Hayo, instead of flaming about "old" topics you might want to read the specification and see that the http://www.w3.org/1999/xhtml
namespace is extended as well. However, that's not the interesting news, since Internet Explorer doesn't XHTML.
We all know you should not give a PNG image an image/gif
MIME type.
It's all about the mime type. If XHTML were served purely as XML, it would have to be properly coded (no missing end tags etc). But HTML is always served as 'text/html', which allows for anything to go in. I had some broken code the other day that didn't have the body tag (as it was being generated by the server, but the code stopped before it finished the page) yet it still displayed okay! I was surprised to see my browser, Opera 7, style the body using a background image I had put in, even though there was no body tag! Clearly the browser had 'filled in the gaps' in my code. Indeed it's possible to write pure text without any tags, and it will be displayed. Or write a page and miss out key tags like <html> and <head> and it still works. So it follows that HTML 5 will also allow this tag-soup. Whereas XHTML served as XML would not.

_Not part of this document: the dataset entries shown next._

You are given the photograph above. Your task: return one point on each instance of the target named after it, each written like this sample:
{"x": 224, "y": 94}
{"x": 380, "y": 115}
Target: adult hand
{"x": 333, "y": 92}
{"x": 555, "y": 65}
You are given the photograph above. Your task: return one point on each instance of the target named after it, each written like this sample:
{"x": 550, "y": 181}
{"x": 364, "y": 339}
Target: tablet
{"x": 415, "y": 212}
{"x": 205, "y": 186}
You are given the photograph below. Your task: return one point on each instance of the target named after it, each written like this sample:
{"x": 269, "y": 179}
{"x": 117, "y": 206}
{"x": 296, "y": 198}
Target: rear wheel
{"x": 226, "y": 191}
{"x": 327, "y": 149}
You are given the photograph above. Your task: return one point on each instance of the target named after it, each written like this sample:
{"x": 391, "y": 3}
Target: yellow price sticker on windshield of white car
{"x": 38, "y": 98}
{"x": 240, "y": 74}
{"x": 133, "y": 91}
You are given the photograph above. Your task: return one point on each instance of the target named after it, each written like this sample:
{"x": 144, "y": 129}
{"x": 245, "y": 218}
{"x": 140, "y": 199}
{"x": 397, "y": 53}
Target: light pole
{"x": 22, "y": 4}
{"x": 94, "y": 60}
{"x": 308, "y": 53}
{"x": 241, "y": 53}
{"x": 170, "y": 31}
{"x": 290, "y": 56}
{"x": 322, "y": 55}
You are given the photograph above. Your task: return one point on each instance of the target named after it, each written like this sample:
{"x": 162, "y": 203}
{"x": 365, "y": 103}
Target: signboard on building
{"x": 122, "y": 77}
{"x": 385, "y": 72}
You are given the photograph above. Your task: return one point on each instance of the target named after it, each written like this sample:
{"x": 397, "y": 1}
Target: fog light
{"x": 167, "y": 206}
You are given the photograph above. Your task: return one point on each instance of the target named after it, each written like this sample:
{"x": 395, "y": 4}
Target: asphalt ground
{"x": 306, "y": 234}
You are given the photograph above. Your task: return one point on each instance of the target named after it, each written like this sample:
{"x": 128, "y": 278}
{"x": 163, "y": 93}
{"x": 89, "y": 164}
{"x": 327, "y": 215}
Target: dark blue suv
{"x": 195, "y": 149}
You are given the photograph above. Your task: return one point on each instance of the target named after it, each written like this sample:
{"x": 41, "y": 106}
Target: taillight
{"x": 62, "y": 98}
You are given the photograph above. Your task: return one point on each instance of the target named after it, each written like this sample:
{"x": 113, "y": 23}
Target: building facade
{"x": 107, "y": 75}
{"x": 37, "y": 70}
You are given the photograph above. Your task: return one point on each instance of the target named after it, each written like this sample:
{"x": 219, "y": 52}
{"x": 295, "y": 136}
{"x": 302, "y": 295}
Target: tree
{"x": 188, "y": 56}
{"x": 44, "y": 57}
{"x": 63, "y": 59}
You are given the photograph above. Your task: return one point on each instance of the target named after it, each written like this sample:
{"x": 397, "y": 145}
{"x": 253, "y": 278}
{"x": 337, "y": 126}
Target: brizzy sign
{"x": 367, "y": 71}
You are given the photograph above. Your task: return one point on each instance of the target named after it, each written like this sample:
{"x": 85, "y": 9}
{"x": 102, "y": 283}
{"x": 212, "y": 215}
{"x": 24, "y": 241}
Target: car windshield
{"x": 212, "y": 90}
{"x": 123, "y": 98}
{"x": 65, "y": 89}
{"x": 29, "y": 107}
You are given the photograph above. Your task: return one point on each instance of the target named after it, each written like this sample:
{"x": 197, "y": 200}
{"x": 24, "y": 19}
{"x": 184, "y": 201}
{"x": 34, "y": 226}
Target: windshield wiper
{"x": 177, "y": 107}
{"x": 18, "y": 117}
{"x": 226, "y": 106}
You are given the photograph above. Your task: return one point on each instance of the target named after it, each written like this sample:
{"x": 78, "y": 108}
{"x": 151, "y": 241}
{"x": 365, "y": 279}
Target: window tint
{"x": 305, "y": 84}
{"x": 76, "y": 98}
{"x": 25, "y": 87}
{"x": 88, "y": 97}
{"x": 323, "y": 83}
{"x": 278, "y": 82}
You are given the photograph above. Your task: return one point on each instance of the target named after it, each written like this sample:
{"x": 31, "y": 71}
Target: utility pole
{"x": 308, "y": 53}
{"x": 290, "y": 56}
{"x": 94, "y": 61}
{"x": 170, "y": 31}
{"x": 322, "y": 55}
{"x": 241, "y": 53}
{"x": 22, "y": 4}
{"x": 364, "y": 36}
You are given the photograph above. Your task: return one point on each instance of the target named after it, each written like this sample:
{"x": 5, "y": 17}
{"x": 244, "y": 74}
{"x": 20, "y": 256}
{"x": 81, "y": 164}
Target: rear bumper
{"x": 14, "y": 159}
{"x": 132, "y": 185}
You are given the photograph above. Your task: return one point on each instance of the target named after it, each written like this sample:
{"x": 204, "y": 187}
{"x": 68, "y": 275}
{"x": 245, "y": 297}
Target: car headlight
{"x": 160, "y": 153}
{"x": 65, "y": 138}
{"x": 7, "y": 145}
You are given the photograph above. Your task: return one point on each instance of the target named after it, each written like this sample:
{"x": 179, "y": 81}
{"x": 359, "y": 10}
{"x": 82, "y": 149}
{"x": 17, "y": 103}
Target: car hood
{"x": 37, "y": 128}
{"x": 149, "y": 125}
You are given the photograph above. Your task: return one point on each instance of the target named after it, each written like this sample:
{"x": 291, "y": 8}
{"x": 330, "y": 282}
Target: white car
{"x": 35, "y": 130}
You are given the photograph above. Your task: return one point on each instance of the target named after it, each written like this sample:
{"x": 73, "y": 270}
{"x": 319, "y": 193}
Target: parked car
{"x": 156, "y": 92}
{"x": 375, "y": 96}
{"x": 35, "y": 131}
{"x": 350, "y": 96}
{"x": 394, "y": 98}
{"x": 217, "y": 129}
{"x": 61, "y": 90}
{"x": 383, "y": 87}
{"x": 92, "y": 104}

Well, if one XHTML site served with a proper mimetype has an error like that in the code, then it won't display on Opera or Mozilla without viewing the source code. When I then open it in IE, despite the error I can still view it (unless there's no text/html alternative for IE). I doubt very much if the user should be punished like that for a small mistake. I don't think the user is the place where such an error should display.
I was surprised to see my browser, Opera 7, style the body using a background image I had put in, even though there was no body tag! Clearly the browser had 'filled in the gaps' in my code.
It's not a gap as you put it. Leaving the BODY-tags is optional. A (conforming?) SGML-parser should know that a HTML-document always has a BODY-element.
So it follows that HTML 5 will also allow this tag-soup
It's not tagsoup. Leaving tags or leaving elements is not the same.
Chris, as Jerome points out, that is a part of HTML. If you don't know what HTML is about I doubt if you can/may criticize it's use.
For example see Limpid and gameslog.net for two perfectly valid HTML sites that omit tags that are not needed. If you look in the DOM of those sites, you will see they have all the elements that are required by the specification.
A little question from my side, if someone doesn't use any adition which you could use with XHTML (since it is XML) by using namespaces or anything like that and stays with the XHTML itself, in that case HTML 5.0 is more complete?
In that case HTML is more appropriate.